Es aquí donde la incomodidad se vuelve necesaria. Leer a Vargas Llosa no es solo asomarse a una ficción construida con maestría, sino a un cuerpo de ideas políticas y culturales profundamente marcadas por una visión del mundo. Su crítica al populismo latinoamericano, su célebre frase sobre México como “la dictadura perfecta”, su defensa del liberalismo clásico frente a los excesos del Estado, son posturas que pueden (y deben) debatirse. Pero también lo son sus declaraciones en las que se refería al feminismo como “el enemigo de la literatura”, o aquellas en las que calificaba a las mujeres como “milagros estéticos”, reduciéndolas a un ideal platónico que traiciona cualquier posibilidad de reconocimiento pleno. Vargas Llosa fue, sin duda, un pensador potente. Pero también uno atrapado en ciertas ideas que el tiempo ha puesto bajo una lupa crítica.

¿Debemos dejar de leerlo por ello? No. Pero sí debemos leerlo con conciencia. La crítica literaria no puede convertirse en devoción ciega. Incluso a un Premio Nobel se le puede, y se le debe cuestionar. No porque sus ideas anulen su talento, sino porque la obra literaria, especialmente la que nace del ensayo y la opinión, es un reflejo directo de su cosmovisión. Vargas Llosa no escribía desde la neutralidad. Su pluma era ideológica, deliberada, combativa. Leerlo sin confrontar sus posturas sería una forma de renunciar a la crítica que él mismo ejercía con pasión.

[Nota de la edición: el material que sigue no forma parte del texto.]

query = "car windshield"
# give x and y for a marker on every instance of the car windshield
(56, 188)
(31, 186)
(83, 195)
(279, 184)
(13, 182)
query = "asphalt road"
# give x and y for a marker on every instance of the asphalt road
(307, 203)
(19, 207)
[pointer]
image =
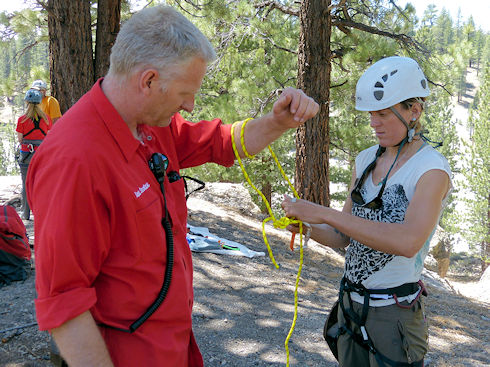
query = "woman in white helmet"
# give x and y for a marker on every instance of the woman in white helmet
(398, 191)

Y aquí volvemos al dilema inicial: ¿es posible separar al autor de la obra? Tal vez no. O tal vez la verdadera pregunta no sea esa, sino si estamos dispuestos a leer la obra como un espejo del autor, con todas sus luces y sombras. Vargas Llosa nos deja una literatura que resistirá el tiempo, pero también una serie de posturas que merecen discusión, desacuerdo y, en más de un caso, un firme rechazo. Porque si el pensamiento crítico no alcanza ni siquiera a los grandes, entonces ¿a quién se supone que debe alcanzar?

Leerlo, sí. Celebrarlo, quizá. Pero nunca sin cuestionarlo. Porque los verdaderos clásicos no temen a la crítica: la invitan.